Nov 2- Nov 5: Out of the Potomac and to Norfolk

    Once Tommie was back on board, we settled down into a much quieter routine.  The Sunday she was back on board (Nov 1) we moved from the Goose Point Marina where we’d left the boat, out to a nearby anchorage.  We just needed to hang out a little, a let her get used to the boat again without worrying about her getting off.  We were all tired and some of us slept most of the time.  

    Monday we headed back down the Potomac at an easy pace.  The water was very calm and though it was overcast, the weather was warm and it was a pleasant run.  Just as we passed under the Gov. Nice bridge a Naval picket boat hailed us.  We were entering a live fire range, they said, and they advised to follow a particular path along the Maryland side of the river, opposite the Dahlgren Naval Testing Site.  We heard a few explosions in the distance, but as we passed through the site, we didn’t see anything out of the ordinary.  Still, it was rather exciting.  We got to Glebe Creek by dark (now at 5 pm) and dropped the hook for a quiet night.
Dahlgren picket boat.
Sunset at Glebe Creek
Osprey nest instead of chimney at an abandoned house in Glebe Creek.


     Tuesday we made it out of the Potomac and down to the Great Wicomico (wye-kahm-eh-co) river.  Dan belongs to an online forum on Willard boats and another Willard owner lived in the beautiful little cove of Blackwell’s Wharf and had given us an invite.  Steve and Ann Bedford gave us a tour of their Willard 40 and had us up to their beautiful home nearby for drinks and munchies.  What a pretty place to live!  They also own a small anchor business - Max Marine;  it’s truly a family-run business.  With their adult children, they manufacture the anchors and sell them themselves.  We spent a very pleasant evening with them before retiring.
Foggy morning in the Great Wicomico River.
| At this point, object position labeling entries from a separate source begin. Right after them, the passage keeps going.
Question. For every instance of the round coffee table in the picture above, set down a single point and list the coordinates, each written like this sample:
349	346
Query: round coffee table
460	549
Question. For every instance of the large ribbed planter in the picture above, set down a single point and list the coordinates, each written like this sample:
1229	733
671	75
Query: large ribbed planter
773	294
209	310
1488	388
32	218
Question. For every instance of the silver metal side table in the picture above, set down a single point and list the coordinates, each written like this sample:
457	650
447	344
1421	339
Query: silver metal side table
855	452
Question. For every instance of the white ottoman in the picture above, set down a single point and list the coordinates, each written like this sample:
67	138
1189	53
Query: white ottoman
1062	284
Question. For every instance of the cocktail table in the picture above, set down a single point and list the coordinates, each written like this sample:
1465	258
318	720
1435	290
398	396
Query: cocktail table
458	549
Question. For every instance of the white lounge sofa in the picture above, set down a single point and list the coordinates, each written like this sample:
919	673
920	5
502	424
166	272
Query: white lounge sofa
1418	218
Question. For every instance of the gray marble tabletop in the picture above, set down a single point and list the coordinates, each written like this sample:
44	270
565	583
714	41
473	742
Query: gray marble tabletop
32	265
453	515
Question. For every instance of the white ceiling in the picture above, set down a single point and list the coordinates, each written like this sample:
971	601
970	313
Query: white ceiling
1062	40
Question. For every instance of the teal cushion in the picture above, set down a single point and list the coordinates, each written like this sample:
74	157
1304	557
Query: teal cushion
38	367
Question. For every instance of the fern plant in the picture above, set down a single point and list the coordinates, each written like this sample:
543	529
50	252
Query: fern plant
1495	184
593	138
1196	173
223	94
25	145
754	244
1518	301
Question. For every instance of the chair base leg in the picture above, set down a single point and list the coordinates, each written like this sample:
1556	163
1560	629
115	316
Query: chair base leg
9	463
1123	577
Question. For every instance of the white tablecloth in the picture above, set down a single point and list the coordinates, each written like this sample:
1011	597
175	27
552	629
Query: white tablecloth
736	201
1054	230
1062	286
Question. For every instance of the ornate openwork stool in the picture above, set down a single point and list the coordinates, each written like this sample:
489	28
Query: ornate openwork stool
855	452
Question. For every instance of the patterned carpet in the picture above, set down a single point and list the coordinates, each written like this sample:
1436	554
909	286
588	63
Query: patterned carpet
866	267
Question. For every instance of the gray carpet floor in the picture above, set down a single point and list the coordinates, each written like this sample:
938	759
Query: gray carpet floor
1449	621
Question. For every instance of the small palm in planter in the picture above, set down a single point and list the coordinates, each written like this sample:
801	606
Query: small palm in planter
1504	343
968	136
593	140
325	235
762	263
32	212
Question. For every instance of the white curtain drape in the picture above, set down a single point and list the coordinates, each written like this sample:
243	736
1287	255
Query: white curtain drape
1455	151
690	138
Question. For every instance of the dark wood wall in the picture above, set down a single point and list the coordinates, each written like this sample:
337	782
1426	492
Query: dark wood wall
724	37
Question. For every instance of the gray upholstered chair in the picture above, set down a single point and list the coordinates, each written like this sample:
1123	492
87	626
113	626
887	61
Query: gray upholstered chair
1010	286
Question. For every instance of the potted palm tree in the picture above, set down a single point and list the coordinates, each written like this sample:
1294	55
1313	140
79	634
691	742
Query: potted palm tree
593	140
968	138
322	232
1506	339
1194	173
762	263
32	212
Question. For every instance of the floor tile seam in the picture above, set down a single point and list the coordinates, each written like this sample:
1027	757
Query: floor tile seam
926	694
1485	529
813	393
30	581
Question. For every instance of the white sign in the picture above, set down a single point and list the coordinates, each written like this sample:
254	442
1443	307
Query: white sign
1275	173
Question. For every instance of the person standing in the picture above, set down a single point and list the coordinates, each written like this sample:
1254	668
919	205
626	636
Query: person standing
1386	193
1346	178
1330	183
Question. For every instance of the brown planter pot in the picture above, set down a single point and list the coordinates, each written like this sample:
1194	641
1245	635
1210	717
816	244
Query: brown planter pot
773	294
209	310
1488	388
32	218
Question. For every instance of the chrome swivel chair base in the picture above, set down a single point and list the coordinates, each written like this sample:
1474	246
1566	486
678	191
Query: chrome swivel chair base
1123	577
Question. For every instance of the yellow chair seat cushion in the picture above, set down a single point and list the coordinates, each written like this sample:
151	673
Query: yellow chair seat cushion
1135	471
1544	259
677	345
     Wednesday we set out at dawn to take advantage of the fine weather to get down to Norfolk.  The early morning fog soon burned off and a light NE breeze kept the lower Chesapeake pretty calm, though dark clouds over the Norfolk/Hampton/Portsmouth area were a little intimidating to head into. 
     This area is a major shipping port, as well as the official start of the Intracoastal Waterway;  we were leading several sailboats South, and encountered many large ships.  As we headed into the channel to Willoughby Bay (our planned destination), we found ourselves between two tugs with barges loaded with coal. 
Tug pushing a loaded barge right behind us.

    This is also a very large, very busy Naval base.  Helicopters and fighter jets keep the noise level pretty high.  We anchored outside the Rebel Marina, run by the brothers of our friend Capt. Jesse Briggs of the AJ Meerwald.  Great folks, they had no problem with us tying up our dinghy here and gave us access to their showers and laundry.  We will probably spend another day here before starting down into the Great Dismal Swamp.  We’re looking forward to the ICW!